Nesta sexta-feira (1º), o Partido da Causa Operária (PCO), em conjunto com os Comitês de Luta, realizou uma manifestação nacional em São Paulo pelo Dia Internacional de Luta do Trabalhador. A concentração ocorreu no Theatro Municipal, onde lideranças políticas e operárias realizaram discursos em cima do carro de som.
Entre os oradores, esteve presente Izadora Dias, coordenadora do Coletivo de Mulheres Rosa Luxemburgo, coletivo de mulheres do PCO, e pré-candidata ao governo de São Paulo. Em sua fala, Izadora destacou a importância do exemplo do povo iraniano na organização do Eixo de Resistência e no enfrentamento ao imperialismo. A dirigente também saudou a resistência palestina e ressaltou o papel das mulheres iranianas, que pegam em armas para defender o seu país contra a agressão imperialista.
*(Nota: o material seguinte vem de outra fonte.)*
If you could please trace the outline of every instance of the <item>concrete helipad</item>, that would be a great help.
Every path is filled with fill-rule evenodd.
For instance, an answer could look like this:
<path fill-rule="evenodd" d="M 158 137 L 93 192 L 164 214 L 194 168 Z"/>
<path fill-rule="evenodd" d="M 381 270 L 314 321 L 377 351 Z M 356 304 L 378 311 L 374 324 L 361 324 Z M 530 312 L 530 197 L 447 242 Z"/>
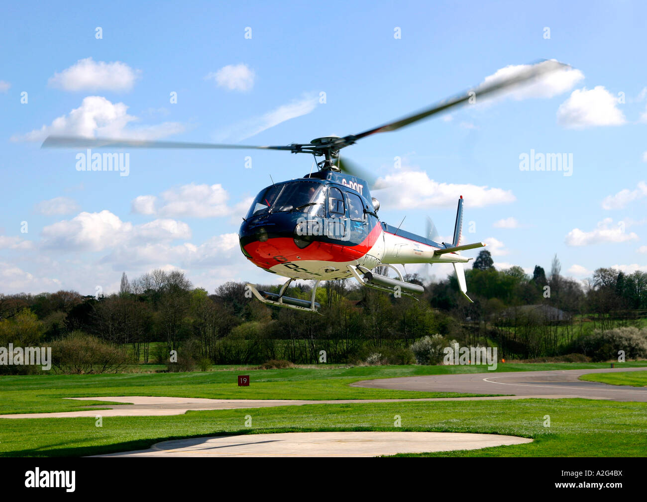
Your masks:
<path fill-rule="evenodd" d="M 477 450 L 532 439 L 448 432 L 290 432 L 164 441 L 148 450 L 97 457 L 376 457 Z"/>
<path fill-rule="evenodd" d="M 616 401 L 647 402 L 647 387 L 609 385 L 600 382 L 579 380 L 587 373 L 644 371 L 647 367 L 598 369 L 564 369 L 547 371 L 456 373 L 399 376 L 395 378 L 366 380 L 351 387 L 399 389 L 427 392 L 461 392 L 474 394 L 514 394 L 532 397 L 583 397 Z"/>
<path fill-rule="evenodd" d="M 0 419 L 73 419 L 84 417 L 155 417 L 183 415 L 189 410 L 237 409 L 270 406 L 300 406 L 303 404 L 346 404 L 368 402 L 399 402 L 403 401 L 478 401 L 484 399 L 523 399 L 532 396 L 493 396 L 479 397 L 432 397 L 410 399 L 334 399 L 329 400 L 300 400 L 296 399 L 209 399 L 201 397 L 166 397 L 162 396 L 103 396 L 101 397 L 66 397 L 85 401 L 112 401 L 124 404 L 93 404 L 94 409 L 76 411 L 55 411 L 39 413 L 0 415 Z M 550 396 L 542 396 L 550 397 Z M 556 396 L 564 397 L 564 396 Z M 96 409 L 105 406 L 108 409 Z"/>
<path fill-rule="evenodd" d="M 480 396 L 476 397 L 431 397 L 410 399 L 334 399 L 328 400 L 300 400 L 296 399 L 209 399 L 201 397 L 165 397 L 162 396 L 103 396 L 101 397 L 66 397 L 87 401 L 112 401 L 124 404 L 92 404 L 89 409 L 76 411 L 54 411 L 39 413 L 11 413 L 0 415 L 0 419 L 74 419 L 87 417 L 161 417 L 183 415 L 189 410 L 238 409 L 268 408 L 270 406 L 300 406 L 303 404 L 364 404 L 371 402 L 404 402 L 424 401 L 481 401 L 485 400 L 527 399 L 532 395 Z M 567 395 L 542 395 L 543 398 L 576 397 Z M 589 398 L 595 399 L 596 398 Z M 97 409 L 105 406 L 107 409 Z"/>

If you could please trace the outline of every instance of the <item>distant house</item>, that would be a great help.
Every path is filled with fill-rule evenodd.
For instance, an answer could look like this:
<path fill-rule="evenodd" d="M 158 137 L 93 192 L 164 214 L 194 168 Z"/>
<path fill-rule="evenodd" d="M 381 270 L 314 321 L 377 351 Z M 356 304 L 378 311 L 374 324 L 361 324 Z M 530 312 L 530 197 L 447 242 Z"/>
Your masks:
<path fill-rule="evenodd" d="M 532 317 L 537 321 L 562 322 L 571 318 L 571 314 L 560 309 L 547 305 L 522 305 L 506 309 L 501 315 L 502 320 L 512 320 L 518 317 Z"/>

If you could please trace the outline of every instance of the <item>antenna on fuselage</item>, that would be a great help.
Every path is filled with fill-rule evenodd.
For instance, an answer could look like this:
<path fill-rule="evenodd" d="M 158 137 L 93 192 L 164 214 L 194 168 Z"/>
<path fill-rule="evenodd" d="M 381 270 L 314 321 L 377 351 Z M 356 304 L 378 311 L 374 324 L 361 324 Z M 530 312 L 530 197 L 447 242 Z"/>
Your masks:
<path fill-rule="evenodd" d="M 404 218 L 406 217 L 406 215 L 404 215 Z M 398 230 L 400 230 L 400 227 L 402 226 L 402 223 L 404 223 L 404 218 L 402 218 L 402 221 L 400 222 L 400 224 L 398 225 L 398 228 L 395 229 L 395 232 L 393 234 L 394 235 L 397 235 L 398 234 Z"/>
Confira, abaixo, o discurso na íntegra:
É um prazer estar aqui nas ruas com os companheiros, o pessoal de luta que nos acompanha, que sabe que o PCO não abandona a classe operária em nenhum momento. E, claro, neste 1º de Maio, a gente não poderia fazer diferente. E não só em homenagem e luta junto à classe operária brasileira, mas a todos os oprimidos que estão lutando pelo mundo.
Nós estamos com adesivo “Lute como iranianos”. Por quê? Porque esse povo tem mostrado como se luta contra uma força opressora como é o imperialismo. O Irã é responsável por ter organizado o Eixo de Resistência e ter apoiado outros povos a se levantarem contra os seus algozes. E esse é o exemplo para a classe trabalhadora.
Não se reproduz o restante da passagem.